There was general consensus from the World Radio Conference 2015 (“WRC”) to support spectrum re-allocation for mobile broadband use in the 700 Mhz range and L Band, and more limited spectrum re-allocation within the C Band.
Following the outcome at WRC, it seems likely that the European Commission’s proposal on spectrum re-allocation anticipated for later in January 2016, will support the general use of 700 Mhz bandwidth for mobile broadband, and further spectrum re-allocation initiatives in the L Band and C Bands. Spectrum in the 700 Mhz bandwidth is widely seen as being particularly suitable to support broadband in rural areas, and is already being used by certain mobile broadband providers in the UK for that purpose today.

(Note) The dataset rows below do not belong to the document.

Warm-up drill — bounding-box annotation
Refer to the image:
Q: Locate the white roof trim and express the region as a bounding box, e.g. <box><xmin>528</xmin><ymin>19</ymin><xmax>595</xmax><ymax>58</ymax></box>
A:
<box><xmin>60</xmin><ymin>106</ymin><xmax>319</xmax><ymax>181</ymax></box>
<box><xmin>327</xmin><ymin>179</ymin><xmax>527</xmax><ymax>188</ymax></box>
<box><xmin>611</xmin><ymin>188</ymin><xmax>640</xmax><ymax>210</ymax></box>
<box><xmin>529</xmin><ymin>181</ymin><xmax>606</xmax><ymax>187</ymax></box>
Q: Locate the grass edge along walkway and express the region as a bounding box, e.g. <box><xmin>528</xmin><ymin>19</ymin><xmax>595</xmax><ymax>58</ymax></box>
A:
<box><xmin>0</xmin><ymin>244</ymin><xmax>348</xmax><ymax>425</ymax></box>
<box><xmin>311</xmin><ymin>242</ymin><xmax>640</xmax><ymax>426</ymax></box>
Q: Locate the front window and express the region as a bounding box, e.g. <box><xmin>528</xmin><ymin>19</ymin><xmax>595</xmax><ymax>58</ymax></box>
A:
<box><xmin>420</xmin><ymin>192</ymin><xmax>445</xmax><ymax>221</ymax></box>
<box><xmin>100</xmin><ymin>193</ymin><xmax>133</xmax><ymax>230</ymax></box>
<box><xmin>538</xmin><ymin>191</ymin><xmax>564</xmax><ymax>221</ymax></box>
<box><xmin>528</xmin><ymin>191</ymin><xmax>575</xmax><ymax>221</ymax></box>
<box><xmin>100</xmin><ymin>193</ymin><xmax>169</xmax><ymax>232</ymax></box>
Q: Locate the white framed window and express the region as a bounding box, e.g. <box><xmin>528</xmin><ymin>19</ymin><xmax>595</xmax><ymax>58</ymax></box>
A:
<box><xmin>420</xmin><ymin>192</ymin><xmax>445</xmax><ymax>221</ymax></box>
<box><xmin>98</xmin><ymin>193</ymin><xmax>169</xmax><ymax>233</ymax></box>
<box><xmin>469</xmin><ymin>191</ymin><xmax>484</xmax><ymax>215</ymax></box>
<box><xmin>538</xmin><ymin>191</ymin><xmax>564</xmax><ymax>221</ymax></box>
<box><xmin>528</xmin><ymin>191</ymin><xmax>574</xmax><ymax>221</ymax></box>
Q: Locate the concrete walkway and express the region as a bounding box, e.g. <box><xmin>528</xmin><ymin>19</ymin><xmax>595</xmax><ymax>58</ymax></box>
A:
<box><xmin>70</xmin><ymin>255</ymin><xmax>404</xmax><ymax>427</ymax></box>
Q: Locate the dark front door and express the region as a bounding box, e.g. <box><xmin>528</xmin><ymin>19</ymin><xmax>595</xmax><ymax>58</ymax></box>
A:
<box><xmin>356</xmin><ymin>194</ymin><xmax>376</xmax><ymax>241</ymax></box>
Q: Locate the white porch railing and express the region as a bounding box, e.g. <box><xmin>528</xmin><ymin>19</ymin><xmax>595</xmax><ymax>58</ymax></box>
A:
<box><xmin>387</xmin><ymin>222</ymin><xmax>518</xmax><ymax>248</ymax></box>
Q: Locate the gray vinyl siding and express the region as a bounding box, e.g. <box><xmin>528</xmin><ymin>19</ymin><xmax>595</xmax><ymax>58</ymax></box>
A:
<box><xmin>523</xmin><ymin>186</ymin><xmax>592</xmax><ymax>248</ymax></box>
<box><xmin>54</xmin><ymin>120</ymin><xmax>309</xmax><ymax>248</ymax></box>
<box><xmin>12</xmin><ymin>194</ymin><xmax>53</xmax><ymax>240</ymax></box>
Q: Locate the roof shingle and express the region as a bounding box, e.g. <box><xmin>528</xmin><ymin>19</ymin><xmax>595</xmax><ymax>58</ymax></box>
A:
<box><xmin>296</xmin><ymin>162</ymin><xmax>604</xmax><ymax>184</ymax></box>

However, despite lobbying from the GSMA Group, which represents a number of leading mobile operators in the EU, there was insufficient European support at the WRC for re-allocation of the sub 700 UHF band (typically 470-694 Mhz). A number of European countries opted for these frequencies to be retained for terrestrial television use and not subject to spectrum re-allocation for broadband use.
This will put Europe at a disadvantage vis-à-vis the USA, and a number of Arab and African countries, which have decided that this sub 700 frequency can be used by mobile operators.
Use of more of the C Band (in particular 3.6-3.8Ghz bandwidth) remained contentious for countries across Africa, which use this band for satellite navigation.
The next WRC is not until 2023. Watch this space. As our hunger for high speed data and all things mobile become ever more voracious, there is likely to be a need for greater use of the spectrum re-allocation tool in the coming years. If Europe holds back, it is its economies which will suffer.